Jayna Kothari wrote in the Oxford Human Rights Hub about the recent unanimous decision by the Supreme Court to declare the Right to Privacy as a Constitutional Right. She details how the Right to Dignity formed the core of the reasoning that led to the definition of the Right to Privacy. The acknowledgment by the Court of the importance of the principles of autonomy, the individual’s right to choose, the right to move freely, right to self-identify one’s gender, right to bodily integrity and reproductive makes this one of the most progressive verdicts passed by the Supreme Court of India.
2017 has been a big year for constitutional development in India. In a historic and landmark decision, a 9-judge bench of the Supreme Court pronounced that the right to privacy is a constitutional right which is not only rooted in the right to life and liberty but also enshrined in all other fundamental rights, including the right to equality and the fundamental freedoms.

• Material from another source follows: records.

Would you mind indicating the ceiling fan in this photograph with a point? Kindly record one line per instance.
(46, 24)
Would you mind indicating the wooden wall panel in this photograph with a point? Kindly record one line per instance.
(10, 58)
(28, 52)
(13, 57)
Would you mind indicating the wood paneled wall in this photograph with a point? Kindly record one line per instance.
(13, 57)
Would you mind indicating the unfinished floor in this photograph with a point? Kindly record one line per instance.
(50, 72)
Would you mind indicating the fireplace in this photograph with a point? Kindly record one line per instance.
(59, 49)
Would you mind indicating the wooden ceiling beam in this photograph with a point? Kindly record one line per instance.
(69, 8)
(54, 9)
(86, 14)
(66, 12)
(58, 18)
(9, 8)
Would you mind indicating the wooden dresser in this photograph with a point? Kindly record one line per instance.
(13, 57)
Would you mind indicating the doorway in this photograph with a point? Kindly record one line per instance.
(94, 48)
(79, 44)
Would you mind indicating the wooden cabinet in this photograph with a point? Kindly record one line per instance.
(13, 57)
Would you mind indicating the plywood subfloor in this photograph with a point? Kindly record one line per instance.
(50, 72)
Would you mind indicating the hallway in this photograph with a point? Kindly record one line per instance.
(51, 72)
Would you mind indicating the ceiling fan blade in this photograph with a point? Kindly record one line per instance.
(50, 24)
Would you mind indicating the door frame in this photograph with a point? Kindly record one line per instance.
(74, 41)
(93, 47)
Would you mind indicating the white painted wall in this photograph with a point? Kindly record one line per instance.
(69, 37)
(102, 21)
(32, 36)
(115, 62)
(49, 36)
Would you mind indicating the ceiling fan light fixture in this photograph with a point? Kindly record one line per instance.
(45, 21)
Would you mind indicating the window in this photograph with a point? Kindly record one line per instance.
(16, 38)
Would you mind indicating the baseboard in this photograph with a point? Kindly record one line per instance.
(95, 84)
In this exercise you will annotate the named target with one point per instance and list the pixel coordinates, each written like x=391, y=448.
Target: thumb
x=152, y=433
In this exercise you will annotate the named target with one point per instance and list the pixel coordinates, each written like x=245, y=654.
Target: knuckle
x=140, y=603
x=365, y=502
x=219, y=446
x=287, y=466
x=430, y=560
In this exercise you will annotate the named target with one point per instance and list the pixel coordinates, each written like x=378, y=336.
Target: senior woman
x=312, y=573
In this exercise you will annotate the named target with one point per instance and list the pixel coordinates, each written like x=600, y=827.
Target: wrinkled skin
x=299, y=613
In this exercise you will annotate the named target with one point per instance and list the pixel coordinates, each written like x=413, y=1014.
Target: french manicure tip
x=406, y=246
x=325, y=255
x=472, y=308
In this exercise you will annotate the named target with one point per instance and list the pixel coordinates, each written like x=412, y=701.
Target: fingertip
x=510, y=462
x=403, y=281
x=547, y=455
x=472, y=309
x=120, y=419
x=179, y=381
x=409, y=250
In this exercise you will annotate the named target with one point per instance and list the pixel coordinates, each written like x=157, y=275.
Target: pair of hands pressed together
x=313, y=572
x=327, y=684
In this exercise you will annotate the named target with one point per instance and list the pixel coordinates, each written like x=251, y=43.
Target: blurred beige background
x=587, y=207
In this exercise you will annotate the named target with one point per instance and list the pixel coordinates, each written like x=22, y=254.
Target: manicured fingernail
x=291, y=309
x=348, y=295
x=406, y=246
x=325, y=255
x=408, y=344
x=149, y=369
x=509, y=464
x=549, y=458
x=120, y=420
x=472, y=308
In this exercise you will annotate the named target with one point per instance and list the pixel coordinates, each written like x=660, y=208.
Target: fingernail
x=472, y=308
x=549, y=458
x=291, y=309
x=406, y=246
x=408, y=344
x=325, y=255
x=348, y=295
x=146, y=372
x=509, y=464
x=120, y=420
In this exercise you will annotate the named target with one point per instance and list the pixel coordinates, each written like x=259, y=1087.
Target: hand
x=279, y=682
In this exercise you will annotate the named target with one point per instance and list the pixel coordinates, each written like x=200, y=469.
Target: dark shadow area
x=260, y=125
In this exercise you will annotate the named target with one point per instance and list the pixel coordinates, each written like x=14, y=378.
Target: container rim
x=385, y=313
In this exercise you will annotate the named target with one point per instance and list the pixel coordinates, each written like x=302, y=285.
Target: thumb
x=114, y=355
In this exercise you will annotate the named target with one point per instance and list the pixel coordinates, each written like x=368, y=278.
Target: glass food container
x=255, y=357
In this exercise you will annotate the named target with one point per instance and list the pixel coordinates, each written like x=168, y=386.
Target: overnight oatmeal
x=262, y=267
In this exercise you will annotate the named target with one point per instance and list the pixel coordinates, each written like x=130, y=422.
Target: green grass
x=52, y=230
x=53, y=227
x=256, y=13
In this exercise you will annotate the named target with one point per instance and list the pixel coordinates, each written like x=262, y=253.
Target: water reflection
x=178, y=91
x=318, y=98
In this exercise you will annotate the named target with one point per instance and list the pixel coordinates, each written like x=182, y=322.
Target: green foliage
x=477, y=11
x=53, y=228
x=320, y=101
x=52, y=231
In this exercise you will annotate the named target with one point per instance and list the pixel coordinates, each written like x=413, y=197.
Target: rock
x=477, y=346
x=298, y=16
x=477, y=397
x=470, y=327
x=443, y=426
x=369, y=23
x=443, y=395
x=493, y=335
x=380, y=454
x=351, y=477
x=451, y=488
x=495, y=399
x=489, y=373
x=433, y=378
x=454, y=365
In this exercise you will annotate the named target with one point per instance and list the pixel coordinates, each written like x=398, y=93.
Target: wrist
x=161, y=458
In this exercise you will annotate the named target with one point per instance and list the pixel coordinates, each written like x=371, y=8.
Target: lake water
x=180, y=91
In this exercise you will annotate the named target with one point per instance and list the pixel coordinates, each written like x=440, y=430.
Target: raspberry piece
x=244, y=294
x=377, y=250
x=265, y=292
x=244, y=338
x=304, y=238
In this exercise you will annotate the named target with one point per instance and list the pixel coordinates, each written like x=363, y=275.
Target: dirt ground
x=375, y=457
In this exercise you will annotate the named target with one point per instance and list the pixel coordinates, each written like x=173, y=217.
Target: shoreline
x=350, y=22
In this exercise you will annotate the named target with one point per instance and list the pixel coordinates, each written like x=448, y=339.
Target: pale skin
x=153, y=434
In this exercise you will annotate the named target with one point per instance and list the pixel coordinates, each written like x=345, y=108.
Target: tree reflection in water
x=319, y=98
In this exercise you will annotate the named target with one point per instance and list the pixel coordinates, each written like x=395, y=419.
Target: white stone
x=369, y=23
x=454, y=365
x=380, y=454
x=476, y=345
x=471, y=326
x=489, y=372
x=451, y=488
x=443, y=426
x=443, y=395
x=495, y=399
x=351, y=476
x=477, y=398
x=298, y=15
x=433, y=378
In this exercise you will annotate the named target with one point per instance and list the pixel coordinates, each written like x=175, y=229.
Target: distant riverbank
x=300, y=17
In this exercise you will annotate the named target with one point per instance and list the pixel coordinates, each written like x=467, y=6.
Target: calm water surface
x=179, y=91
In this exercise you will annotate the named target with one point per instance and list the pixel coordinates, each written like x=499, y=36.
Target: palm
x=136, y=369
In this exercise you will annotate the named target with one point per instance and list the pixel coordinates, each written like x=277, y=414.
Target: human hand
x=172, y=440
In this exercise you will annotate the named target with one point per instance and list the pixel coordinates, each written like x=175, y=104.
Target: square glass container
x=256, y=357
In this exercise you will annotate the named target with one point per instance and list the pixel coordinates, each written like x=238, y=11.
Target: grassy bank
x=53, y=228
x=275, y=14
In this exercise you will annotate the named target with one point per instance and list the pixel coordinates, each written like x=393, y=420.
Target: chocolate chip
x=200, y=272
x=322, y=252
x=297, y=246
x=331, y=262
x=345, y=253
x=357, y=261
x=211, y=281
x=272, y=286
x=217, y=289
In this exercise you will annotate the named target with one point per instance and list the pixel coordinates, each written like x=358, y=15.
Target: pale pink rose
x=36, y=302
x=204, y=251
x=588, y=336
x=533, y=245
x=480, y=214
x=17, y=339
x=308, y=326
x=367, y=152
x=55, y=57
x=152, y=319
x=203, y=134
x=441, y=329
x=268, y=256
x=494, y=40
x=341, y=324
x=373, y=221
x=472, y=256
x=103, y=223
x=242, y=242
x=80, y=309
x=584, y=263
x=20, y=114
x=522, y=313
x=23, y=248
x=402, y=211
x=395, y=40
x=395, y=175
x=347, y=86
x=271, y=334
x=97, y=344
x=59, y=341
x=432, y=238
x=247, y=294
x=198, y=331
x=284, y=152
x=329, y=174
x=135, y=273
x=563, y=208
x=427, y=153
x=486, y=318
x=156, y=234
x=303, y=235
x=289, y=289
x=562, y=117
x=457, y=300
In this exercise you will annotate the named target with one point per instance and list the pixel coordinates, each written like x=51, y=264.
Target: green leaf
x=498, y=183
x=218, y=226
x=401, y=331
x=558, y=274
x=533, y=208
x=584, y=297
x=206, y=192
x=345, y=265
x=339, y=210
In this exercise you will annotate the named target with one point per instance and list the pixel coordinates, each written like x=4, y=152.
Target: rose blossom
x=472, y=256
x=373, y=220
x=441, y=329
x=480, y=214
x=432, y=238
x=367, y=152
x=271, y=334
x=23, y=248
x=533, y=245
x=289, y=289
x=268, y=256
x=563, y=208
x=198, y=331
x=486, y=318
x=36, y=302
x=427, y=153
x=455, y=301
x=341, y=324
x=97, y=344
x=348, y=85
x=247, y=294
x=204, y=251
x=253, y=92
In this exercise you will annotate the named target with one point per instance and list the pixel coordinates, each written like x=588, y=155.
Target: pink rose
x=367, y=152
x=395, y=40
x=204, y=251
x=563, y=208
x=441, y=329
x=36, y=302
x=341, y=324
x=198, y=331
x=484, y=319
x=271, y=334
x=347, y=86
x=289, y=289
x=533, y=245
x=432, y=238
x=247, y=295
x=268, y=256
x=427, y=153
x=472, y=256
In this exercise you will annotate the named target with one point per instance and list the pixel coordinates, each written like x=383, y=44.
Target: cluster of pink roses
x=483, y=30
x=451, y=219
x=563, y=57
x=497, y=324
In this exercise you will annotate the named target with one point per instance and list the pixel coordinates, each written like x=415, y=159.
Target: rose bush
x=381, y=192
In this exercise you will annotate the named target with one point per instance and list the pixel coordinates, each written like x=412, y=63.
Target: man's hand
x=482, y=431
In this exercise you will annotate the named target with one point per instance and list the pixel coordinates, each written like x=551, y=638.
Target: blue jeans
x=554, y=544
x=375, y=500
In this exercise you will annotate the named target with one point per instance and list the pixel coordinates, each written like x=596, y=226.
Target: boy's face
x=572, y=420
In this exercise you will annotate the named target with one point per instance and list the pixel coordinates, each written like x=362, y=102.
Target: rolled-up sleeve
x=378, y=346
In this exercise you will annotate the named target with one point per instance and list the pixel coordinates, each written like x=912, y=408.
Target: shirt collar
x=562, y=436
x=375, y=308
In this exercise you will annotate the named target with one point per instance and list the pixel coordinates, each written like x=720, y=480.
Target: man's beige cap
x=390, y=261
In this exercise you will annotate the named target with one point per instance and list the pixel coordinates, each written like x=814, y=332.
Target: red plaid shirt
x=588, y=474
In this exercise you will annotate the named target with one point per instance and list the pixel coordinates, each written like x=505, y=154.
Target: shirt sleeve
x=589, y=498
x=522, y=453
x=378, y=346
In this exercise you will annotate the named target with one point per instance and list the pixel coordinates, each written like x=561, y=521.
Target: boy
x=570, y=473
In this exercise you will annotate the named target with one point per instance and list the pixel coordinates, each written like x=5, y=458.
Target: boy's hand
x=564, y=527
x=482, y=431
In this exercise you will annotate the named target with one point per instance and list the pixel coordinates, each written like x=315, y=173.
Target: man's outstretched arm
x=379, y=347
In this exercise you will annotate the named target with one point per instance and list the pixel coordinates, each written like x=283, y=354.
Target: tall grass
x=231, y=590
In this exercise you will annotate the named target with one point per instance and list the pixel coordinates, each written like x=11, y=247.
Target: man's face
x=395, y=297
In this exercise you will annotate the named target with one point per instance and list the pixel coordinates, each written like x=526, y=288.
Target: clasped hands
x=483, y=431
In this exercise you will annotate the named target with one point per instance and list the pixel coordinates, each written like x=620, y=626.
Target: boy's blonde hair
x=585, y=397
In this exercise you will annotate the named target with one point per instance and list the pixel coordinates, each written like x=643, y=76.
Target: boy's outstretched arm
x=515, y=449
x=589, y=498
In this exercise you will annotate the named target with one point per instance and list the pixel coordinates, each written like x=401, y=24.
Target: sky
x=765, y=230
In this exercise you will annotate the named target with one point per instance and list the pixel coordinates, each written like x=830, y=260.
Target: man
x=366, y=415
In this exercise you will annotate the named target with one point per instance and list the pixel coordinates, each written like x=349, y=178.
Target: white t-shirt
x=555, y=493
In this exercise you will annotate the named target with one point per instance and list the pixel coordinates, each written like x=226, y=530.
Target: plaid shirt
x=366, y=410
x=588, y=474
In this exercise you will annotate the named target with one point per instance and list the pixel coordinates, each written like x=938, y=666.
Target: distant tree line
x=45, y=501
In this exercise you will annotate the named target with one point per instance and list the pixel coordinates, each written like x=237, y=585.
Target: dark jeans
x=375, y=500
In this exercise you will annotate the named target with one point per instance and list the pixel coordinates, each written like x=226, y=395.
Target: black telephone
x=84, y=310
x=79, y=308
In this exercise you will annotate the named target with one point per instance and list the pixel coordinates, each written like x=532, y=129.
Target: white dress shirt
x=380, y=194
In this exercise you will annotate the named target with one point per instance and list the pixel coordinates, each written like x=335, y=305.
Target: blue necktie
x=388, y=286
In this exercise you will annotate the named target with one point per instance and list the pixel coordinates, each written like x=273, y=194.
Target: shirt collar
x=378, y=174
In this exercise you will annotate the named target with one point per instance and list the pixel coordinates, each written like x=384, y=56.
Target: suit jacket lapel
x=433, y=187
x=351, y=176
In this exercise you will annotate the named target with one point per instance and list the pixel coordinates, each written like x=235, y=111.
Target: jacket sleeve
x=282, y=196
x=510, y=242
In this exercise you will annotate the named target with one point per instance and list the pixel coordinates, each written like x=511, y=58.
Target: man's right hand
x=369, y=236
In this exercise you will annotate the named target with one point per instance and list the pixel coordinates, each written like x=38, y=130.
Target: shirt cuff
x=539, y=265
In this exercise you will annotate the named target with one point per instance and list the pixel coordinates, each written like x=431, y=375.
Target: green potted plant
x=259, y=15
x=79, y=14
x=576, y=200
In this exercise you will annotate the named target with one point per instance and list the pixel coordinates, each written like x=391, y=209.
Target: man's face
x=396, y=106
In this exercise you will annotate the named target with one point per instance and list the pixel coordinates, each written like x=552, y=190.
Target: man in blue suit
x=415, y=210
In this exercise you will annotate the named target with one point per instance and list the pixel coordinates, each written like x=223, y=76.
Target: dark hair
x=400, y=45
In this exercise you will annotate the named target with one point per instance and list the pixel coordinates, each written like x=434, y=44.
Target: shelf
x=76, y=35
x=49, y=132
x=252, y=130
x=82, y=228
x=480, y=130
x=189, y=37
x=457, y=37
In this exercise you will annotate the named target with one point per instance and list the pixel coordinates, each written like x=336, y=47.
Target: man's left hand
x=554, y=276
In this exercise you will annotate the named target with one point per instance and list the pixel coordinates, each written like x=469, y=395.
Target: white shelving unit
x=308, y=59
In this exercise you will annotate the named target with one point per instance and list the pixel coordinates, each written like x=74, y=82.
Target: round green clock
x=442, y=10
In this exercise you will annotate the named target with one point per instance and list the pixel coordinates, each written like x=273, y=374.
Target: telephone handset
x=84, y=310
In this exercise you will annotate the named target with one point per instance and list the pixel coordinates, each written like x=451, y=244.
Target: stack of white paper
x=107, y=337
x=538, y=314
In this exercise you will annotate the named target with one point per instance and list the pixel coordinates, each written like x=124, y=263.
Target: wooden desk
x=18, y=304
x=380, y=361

I would like to focus this piece on the manner in which the right to dignity has been the focus for the Court for the development of the right to privacy. The Court held that the right to live with dignity includes the right to autonomy and to make decisions about one’s life choices. Justice Chandrachud eloquently stated, “ …The best decisions on how life should be lived are entrusted to the individual. ……The duty of the state is to safeguard the ability to take decisions – the autonomy of the individual – and not to dictate those decisions.” He went on to hold that dignity permeates the core of the rights guaranteed to the individual under Part III of the constitution and privacy assures dignity to the individual.